共通点があるとしたら、結局外も暗いから、電球に頼らないと足元が不安なことくらいか。
「しかしひっどい差だな。これ、住んでる建物……部屋の差だけじゃないよな、きっと」
「でしょうね。食べ物も飲み物も、寝具も衣類もそれに薬品ですらも優遇されてるかも。地下の生活水準が低いとは思わなかったけど、でもこれを見た後じゃ……」
流石にめげるよな、これ。
地下だって暮らし自体は優雅なものだった。
ご飯もちゃんとある、自炊だけど。
寝るとこも個室で与えられてる、ベッドは硬いけど。
薬に関しては結構しっかり揃えられていた。それこそ赤貧旅人だったかつての僕達の生活よりも、ずっとずっと良い環境だと言える。
でも、こことの差は、そこそこの生活が保証されている……なんてことでは納得出来ない差だ。
生まれの違いで生活レベルに差があるのは当然だけど、それが努力で覆らないのはやるせない。
同じ職場、同じ仕事をする間柄でもこの差があるのだから、堪ったものじゃないだろうな。
「この先に階段があるわ。上がる前にもう一度確認するから、ちょっとだけ待ってて」
念には念を、と。階段があるという廊下の端を前に、ミラはまたしても結界を展開した。
さて、気になるのはミラの魔力残量か。これに頼らなきゃやってられない以上、どうしても多用してしまっている。
これだけの便利結界、それも中々広範囲に展開する魔術だ。
戦闘になって更なる消費が……なんてのだけは避けたい。
「……よし、行くわよ。足音立てないようにね」
「おう。抜き足差し足……」
すいすいとミラはスムーズに階段を登って行くのだが、その速さに僕では付いて行けない。
そ、そんなに速く登ってよく足音立たないな、お前。猫ちゃんか? やっぱりお前、猫ちゃんなのか?

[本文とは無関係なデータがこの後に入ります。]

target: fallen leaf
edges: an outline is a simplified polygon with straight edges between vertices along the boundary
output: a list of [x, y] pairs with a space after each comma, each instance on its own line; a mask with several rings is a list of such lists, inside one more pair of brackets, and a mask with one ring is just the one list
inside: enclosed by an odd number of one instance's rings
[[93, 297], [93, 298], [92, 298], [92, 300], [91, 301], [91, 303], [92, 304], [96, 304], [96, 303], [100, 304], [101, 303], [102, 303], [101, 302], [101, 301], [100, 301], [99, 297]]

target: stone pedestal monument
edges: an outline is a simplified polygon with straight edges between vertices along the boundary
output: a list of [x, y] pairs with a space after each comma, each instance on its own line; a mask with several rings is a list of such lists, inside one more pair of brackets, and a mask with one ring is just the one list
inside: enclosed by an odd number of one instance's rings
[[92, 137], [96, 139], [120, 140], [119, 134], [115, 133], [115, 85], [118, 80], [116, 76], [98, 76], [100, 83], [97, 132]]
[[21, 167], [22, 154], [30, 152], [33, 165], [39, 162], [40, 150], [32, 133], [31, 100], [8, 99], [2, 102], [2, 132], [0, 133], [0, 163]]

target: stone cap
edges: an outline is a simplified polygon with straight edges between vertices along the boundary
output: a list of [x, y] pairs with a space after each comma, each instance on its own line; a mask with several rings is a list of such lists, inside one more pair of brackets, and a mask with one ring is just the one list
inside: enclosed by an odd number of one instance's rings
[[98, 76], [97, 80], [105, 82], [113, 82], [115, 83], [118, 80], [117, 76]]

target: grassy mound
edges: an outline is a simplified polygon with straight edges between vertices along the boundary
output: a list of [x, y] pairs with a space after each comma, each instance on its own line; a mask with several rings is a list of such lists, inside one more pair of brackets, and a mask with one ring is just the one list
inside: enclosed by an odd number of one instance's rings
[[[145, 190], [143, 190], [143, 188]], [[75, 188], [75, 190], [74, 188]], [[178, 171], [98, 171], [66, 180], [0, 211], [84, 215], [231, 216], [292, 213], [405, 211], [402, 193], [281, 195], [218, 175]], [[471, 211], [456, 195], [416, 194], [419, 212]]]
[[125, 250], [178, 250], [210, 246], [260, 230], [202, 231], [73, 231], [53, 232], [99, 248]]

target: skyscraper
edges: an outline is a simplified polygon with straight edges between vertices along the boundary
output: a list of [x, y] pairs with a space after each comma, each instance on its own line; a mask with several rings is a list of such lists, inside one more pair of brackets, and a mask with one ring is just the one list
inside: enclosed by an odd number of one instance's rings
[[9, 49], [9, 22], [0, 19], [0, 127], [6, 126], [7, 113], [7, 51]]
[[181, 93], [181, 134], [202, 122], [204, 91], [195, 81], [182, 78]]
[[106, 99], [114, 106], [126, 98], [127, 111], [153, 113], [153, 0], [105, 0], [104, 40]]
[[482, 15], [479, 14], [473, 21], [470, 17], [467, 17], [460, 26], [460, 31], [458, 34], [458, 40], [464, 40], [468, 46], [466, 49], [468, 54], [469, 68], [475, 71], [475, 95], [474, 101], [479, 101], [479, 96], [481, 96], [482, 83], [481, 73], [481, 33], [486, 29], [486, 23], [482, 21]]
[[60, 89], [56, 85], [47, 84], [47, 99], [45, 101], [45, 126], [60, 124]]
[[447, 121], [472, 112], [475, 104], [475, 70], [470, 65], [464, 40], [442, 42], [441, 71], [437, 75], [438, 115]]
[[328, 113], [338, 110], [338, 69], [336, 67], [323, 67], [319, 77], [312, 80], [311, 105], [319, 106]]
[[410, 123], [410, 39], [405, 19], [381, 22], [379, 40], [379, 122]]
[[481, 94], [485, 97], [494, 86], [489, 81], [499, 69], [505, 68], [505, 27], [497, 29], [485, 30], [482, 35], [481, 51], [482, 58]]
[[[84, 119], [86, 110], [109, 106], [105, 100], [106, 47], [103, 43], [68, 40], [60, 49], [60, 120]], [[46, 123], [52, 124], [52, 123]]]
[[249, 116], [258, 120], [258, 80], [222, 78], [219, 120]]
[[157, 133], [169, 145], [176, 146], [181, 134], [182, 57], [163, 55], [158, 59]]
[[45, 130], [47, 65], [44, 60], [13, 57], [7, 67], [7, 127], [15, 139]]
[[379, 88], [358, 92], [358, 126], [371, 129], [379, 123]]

猫耳も生えたしな、いつか。でも……犬っぽいんだよな、どちらかと言うと。
二階も同じように歩き回って、そしてまた階段を前に結界を展開していた。
ここまでで収穫らしい収穫は無し。フリードさんの残り香も感じ取れてない。
となったら、この上——人がいるっていう三階には何かある筈……なんだけど……
「……困ったわね。廊下で番をしてるわけじゃないけど、だからって見つからずに歩き回るのは不可能だわ。
うーん……こうなったら身隠しの結界を……? いやでも、ここの環境は私の魔術とは相性悪いし……」
「見つからずに行くのは無理……って、それさ。俺が一緒だと……って話か? だったら……」
だったら、俺はうまいこと隠れてるからその間に……と、言い掛けたところで、お腹を弱く殴られた。
そういうのは無しにしましょう。と、言いたいのかな。でも、それに拘って結果を得られないんじゃ……
「決めた。出来る限りで身隠しを張ってみる。でも、環境も悪いし、マーリン様やマグルのおじいさんほど精度も高くない。だから、ちょっとでも変な動きしたらすぐにバレるわ。
私の目の前を、ゆっくり、一定の歩幅で、変なことせずに真っ直ぐ歩きなさい」
「……地味に難しい要求……や、やってみる」
よし。と、ミラは小さく頷いて、そしてなんだか聞き覚えのある言霊を唱え始める。
大魔導士の祈り——と、それを聞き届けた暁には、ミラの姿は見えなくなった。
きっと、ミラからも僕は見えてない……のかな。
ともかく、魔術にも結界にも縁の無いこの世界の人には見つかりっこないカモフラージュが出来上がった。
僕達はお互いに顔も見えないままで、囁き声と壁をつついた音で指示を送り合いながら階段を登り始めた。